Song by Bad Bunny and Buscabulla

from the album Un Verano Sin Ti
- Language: Spanish
- Released: May 6, 2022
- Genre: Conscious rap; indie pop; synth-pop; psychedelia; reggaeton;
- Length: 5:39
- Label: Rimas
- Songwriters: Benito Martínez; Mag; Roberto Rosado; Luis del Valle; Raquel Berríos; Martin Coogan; Scott Dittrich;
- Producers: Mag; Luis del Valle; Raquel Berríos; Martin Coogan; Scott Dittrich;

Visualizer
- " Bad Bunny (ft. Buscabulla) - Andrea (360° Visualizer)" on YouTube

= Andrea (Bad Bunny and Buscabulla song) =

"Andrea" is a song by Puerto Rican rapper Bad Bunny from his fifth studio album Un Verano Sin Ti (2022), featuring indie-pop duo Buscabulla. The song was written by Benito Martínez along with Buscabulla, who handle the production too along with Mag.

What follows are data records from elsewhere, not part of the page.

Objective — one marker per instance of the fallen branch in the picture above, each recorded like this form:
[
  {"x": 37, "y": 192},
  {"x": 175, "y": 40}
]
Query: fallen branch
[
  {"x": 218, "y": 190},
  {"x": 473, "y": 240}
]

The song touches on themes of female empowerment by using the character of Andrea, a sex worker. The lyrics are focused on her wanting a better quality partner and aiming more for herself than Puerto Rico has to offer for her. While it was rumored that the song was about Andrea Ruiz, a woman murdered by her ex-boyfriend, Benito has denied these rumors.

==Promotion and release==
On May 2, 2022, Bad Bunny announced his fifth studio album, Un Verano Sin Ti, on which the song appears nineteenth on the tracklist. On May 6, 2022, "Andrea" was released alongside the rest of Un Verano Sin Ti through Rimas Entertainment.

==Commercial performance==
Along with the rest of Un Verano Sin Ti, "Andrea" charted on the Billboard Hot 100, peaking at number 51. It also performed well on the Billboard Global 200 along with the rest of the aforementioned album, charting at number 24 while also charting at 27 on the Billboard Global 200 Excl. US chart. On the US Hot Latin Songs chart, the track peaked at number 21.

==Audio visualizer==
A 360° audio visualizer for the song was uploaded to YouTube on May 6, 2022, along with the other audio visualizer videos of the songs that appeared on Un Verano Sin Ti.

== Charts ==

===Weekly charts===

Chart performance for "Andrea"
| Chart (2022) | Peak position |
|---|---|
| Argentina Hot 100 (Billboard) | 64 |
| Bolivia (Billboard) | 13 |
| Chile (Billboard) | 25 |
| Costa Rica (FONOTICA) | 17 |
| Colombia (Billboard) | 14 |
| Ecuador (Billboard) | 13 |
| Global 200 (Billboard) | 24 |
| Mexico (Billboard) | 9 |
| Peru (Billboard) | 19 |
| Spain (PROMUSICAE) | 20 |
| US Billboard Hot 100 | 51 |
| US Hot Latin Songs (Billboard) | 15 |

===Year-end charts===

2022 year-end chart performance for "Andrea"
| Chart (2022) | Position |
|---|---|
| US Hot Latin Songs (Billboard) | 22 |

==Certifications==

Certifications for "Andrea"
| Region | Certification | Certified units/sales |
| Spain (PROMUSICAE) | Platinum | 60,000^{‡} |
^{‡} Sales+streaming figures based on certification alone.